I don't know any reference for this - it's something I worked out after hearing about Phistomefel's Theorem from a friend. The idea goes like this:

The standard Linear Programming relaxation of the constraint "the nine variables x_1, ..., x_9 are a permutation of 1, ..., 9" is defined in the following way. First we make real variables p_ij which we think of as representing the "probability" that x_i is equal to j. Each p_ij has to be between 0 and 1, of course, and they have to satisfy the following system of linear equations:

- for each i, the sum over j of p_ij is equal to 1 (since every x_i has to have some value), and

- for each j, the sum over i of p_ij is equal to 1 (since every value from 1, ..., 9 has to show up in the list of x_is somewhere).

The fact that this system of equations, together with the inequalities 0 <= p_ij <= 1, corresponds exactly to the "convex hull" of the constraint that the x_i are a permutation of 1, ..., 9 is a fairly famous early result from the theory of the Linear Programming relaxation of the bipartite matching problem.

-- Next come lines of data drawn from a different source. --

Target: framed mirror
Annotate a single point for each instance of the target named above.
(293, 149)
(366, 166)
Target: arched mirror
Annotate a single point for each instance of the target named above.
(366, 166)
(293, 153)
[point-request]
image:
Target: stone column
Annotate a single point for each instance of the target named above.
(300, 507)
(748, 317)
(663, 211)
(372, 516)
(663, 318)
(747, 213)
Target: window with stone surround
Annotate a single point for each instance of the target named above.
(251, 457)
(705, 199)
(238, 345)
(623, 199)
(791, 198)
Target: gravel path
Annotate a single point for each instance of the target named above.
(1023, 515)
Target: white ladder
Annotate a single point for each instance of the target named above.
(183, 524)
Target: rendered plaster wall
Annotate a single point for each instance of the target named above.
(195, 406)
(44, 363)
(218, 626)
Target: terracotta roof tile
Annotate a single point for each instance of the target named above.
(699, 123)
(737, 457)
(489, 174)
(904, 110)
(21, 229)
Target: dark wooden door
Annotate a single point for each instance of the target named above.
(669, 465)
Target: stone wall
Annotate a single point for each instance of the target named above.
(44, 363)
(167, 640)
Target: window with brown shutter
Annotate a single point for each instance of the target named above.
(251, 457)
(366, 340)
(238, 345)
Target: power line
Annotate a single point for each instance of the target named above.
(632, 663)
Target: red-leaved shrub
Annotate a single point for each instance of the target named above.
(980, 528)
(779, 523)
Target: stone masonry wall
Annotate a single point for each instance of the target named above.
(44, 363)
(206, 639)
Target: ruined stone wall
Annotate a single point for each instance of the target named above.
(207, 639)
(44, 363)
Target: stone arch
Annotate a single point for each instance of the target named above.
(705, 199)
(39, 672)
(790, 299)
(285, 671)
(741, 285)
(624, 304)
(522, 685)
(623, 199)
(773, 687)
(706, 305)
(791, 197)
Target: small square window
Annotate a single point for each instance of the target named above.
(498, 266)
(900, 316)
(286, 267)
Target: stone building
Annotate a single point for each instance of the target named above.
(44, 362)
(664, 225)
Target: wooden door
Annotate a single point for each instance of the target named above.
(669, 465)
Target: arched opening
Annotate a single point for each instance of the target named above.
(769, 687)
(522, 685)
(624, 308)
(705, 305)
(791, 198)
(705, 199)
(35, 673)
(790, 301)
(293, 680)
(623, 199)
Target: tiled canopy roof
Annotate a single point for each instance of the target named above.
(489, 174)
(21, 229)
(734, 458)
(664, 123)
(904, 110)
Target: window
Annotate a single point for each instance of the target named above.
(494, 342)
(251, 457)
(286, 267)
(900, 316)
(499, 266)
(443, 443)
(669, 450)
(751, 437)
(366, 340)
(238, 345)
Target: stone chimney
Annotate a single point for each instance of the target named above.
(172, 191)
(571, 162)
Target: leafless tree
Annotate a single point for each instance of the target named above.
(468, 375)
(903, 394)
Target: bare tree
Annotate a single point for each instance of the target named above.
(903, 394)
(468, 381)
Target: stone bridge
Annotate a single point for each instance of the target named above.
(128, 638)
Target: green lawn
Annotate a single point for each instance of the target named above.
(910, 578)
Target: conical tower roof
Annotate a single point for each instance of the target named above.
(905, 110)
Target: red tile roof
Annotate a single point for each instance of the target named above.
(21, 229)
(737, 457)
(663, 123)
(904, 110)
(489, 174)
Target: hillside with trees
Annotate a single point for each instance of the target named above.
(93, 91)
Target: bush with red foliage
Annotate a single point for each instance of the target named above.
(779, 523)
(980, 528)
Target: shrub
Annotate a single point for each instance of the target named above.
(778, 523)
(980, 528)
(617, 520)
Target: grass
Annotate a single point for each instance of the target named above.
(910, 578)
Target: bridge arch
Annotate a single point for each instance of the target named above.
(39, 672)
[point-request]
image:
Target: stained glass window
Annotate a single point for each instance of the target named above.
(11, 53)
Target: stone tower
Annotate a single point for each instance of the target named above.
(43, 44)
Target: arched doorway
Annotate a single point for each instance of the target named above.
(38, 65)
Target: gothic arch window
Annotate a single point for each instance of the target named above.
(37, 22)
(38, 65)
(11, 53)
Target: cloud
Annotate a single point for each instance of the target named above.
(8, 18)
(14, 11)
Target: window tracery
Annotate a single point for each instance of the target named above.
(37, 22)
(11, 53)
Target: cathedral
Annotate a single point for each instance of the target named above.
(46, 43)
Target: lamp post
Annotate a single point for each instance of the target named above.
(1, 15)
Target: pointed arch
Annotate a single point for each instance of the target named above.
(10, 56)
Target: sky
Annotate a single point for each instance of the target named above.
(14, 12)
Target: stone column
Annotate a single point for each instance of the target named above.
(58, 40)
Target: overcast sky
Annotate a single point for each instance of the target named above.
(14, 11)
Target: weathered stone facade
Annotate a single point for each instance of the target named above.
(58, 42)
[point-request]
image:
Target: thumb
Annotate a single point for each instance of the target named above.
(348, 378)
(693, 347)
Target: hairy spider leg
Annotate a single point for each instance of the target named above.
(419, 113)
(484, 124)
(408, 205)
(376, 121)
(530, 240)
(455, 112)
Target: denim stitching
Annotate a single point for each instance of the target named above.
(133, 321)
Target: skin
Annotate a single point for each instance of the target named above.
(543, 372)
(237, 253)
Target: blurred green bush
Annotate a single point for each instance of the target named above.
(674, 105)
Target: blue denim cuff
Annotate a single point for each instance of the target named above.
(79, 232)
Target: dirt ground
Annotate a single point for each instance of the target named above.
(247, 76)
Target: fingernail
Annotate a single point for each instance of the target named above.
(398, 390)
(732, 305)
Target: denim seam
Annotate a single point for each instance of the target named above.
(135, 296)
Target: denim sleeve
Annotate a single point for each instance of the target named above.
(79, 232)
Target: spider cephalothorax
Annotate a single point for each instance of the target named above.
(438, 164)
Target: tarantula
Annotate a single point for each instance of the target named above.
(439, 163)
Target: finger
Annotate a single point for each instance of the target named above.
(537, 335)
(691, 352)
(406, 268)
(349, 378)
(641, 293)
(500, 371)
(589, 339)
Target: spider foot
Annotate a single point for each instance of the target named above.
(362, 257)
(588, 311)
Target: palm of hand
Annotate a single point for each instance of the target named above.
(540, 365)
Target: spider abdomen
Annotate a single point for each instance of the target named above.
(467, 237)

To describe the full Linear Programming relaxation of Sudoku, instead of just having 9 variables x_i you have 81 variables x_ab, which leads to 729 real "probability" variables p_abj between 0 and 1, and for each row, column, and square of the Sudoku these probabilities have to satisfy the equations listed above (applied to the relevant variables). That gives you a system of 324 (slightly redundant) linear equations in 729 unknown real variables p_abj, each of which is constrained to be between 0 and 1 - a piece of cake for a computer.

For a human, you don't want to write down that entire system of equations - you want to use just a few of them to quickly figure out some piece of the puzzle. The technique of set equivalence theory does just this: instead of focusing on all of the probabilities p_abj, you just use the fact that the sum of the probabilities p_ab1 along every row/column is 1, and add/subtract the equations you get from some rows and columns to notice that the sum of the p_ab1s for the (ab)s corresponding to the corners is equal to the sum of the p_ab1s for the (ab)s corresponding to the ring around the center. Then you do the same for the 2s, and so on.